Are credit card balance transfers a good thing if you plan to carry a balance? Carrying a balance on your credit card may not be the way of your grandfather, but it might work for you. Some people wield their credit like a well forged sword, knowing when to use it and when to pay it in order to maximize their own financial investments and meet their goals. Your grandfather may have been a great man when it came to financial management, paying his bills and buying groceries with credit cards while bragging about the interest his money was earning in the bank while he enjoyed the free loan that a credit card grace period can provide.
But is there ever a time when your grandfather was wrong? When carrying a balance on your card could actually be a good thing? When credit card balance transfers might be wise? Maybe. Maybe not. It all depends on you and your goals.
One of the most important functions of a credit card is to help you build your credit. However, if the card just sits in your drawer, doing nothing, it can’t build a thing. “Building credit” means demonstrating your financial responsibility in a way that can be calculated by and reflected through a FICO score.

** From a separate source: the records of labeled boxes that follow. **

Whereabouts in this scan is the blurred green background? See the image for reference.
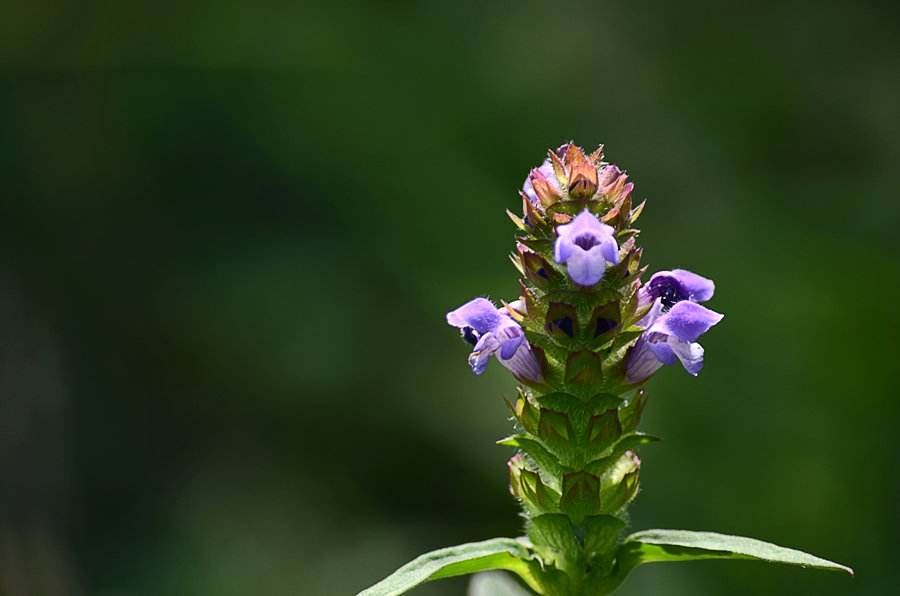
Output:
[0,1,900,596]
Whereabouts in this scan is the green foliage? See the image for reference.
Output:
[357,538,540,596]
[619,530,853,575]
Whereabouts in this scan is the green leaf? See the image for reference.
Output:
[467,571,531,596]
[357,538,541,596]
[619,530,853,577]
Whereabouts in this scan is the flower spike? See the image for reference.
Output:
[358,142,852,596]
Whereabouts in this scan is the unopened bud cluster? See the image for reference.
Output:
[447,143,722,588]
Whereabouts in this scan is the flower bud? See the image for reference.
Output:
[525,164,562,207]
[564,145,597,199]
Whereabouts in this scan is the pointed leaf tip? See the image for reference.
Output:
[620,530,853,575]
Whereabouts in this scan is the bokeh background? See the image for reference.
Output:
[0,1,900,596]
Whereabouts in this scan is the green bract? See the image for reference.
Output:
[360,144,852,596]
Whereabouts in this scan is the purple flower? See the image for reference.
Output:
[625,269,724,383]
[640,269,716,309]
[554,209,619,286]
[447,298,543,383]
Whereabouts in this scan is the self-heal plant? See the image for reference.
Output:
[361,143,852,596]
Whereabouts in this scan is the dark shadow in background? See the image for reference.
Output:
[0,2,900,596]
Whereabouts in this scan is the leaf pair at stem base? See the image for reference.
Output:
[358,530,853,596]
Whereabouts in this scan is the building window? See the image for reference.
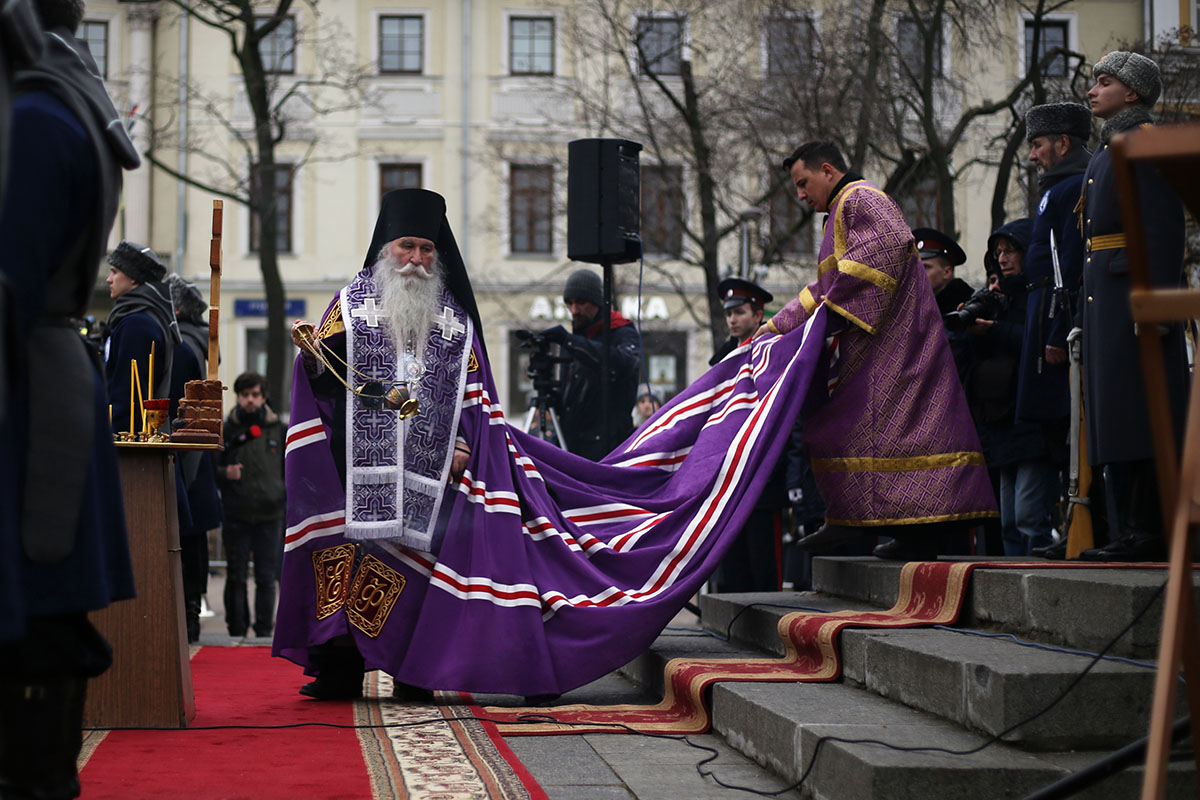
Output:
[509,164,554,253]
[641,166,683,257]
[769,181,812,257]
[76,19,108,78]
[379,164,421,199]
[896,18,946,78]
[1025,19,1068,78]
[634,17,683,76]
[379,17,425,74]
[254,16,296,74]
[766,14,815,76]
[509,17,554,76]
[896,175,942,229]
[250,164,295,253]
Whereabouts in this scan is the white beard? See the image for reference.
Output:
[372,246,442,359]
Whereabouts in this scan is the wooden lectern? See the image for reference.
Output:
[84,441,196,728]
[1110,125,1200,800]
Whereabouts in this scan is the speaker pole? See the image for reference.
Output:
[600,258,613,455]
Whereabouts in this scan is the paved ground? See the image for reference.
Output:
[199,575,799,800]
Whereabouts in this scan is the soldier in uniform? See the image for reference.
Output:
[0,0,139,798]
[708,278,787,591]
[1016,103,1092,558]
[1080,50,1188,561]
[912,228,974,380]
[708,278,774,366]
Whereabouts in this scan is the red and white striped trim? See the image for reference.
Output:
[430,564,541,608]
[563,503,650,525]
[454,470,521,515]
[283,417,326,457]
[616,447,691,473]
[504,431,546,483]
[626,374,749,452]
[283,510,346,551]
[462,384,506,425]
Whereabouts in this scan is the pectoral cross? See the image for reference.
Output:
[350,297,388,327]
[433,306,467,342]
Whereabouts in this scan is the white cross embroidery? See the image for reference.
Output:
[433,306,467,342]
[350,297,388,327]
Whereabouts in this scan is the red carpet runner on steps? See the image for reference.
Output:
[473,561,1165,736]
[80,646,545,800]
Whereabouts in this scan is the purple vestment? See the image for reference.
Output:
[770,180,996,525]
[274,297,826,696]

For your card to truly make an impact on that score it needs to be used, at least occasionally. Sure, you can pay it off in full, but you have to use it at some point.
As we just said, you need to show responsible usage. This is why your credit report shows details like average balance and credit limit, to demonstrate how much you use – or abuse – the credit card. In addition, many banks have a non-usage closure, which means that if you go anywhere from six to eighteen months without charging on or paying on that credit card then they may close it. They usually do so without warning and without asking you.
If you have a balance on a high interest credit card, or owe money in some other high interest capacity, it can be beneficial to do credit card balance transfers of that balance to a low interest card. Sometimes, credit card transfers can be a good way to save on interest. Even if you maintain a balance you will pay less interest in the end, and that, as Martha Stewart likes to say, is a good thing. Use a credit card calculator payoff tool online to see how transferring balances might save you money! Here is a good one: http://www.creditcards.com/calculators/
Thus far we have said that you need to use your credit cards to keep them active and to ensure that they are building credit adequately. But does this mean that you necessarily have to maintain a balance on them and pay interest on them?
A FICO score looks at how long you have had credit (so keep your oldest cards), what variety of credit you have (mortgage, car, credit card), how much you owe and how well you have paid. This means that some people can be “punished” by paying their cards in full each month. But few people know the true ins and outs of the FICO score, and FICO plays it close to the vest. What we do know is that many people who never carry a balance on a credit card have scores over 800. In addition, there has been some talk in late 2014 that FICO may be changing this part of the credit score so as not to punish such good users. So it is possible that carrying a balance, at least sometimes, helps your score, but it may not be necessary or worth the financial cost.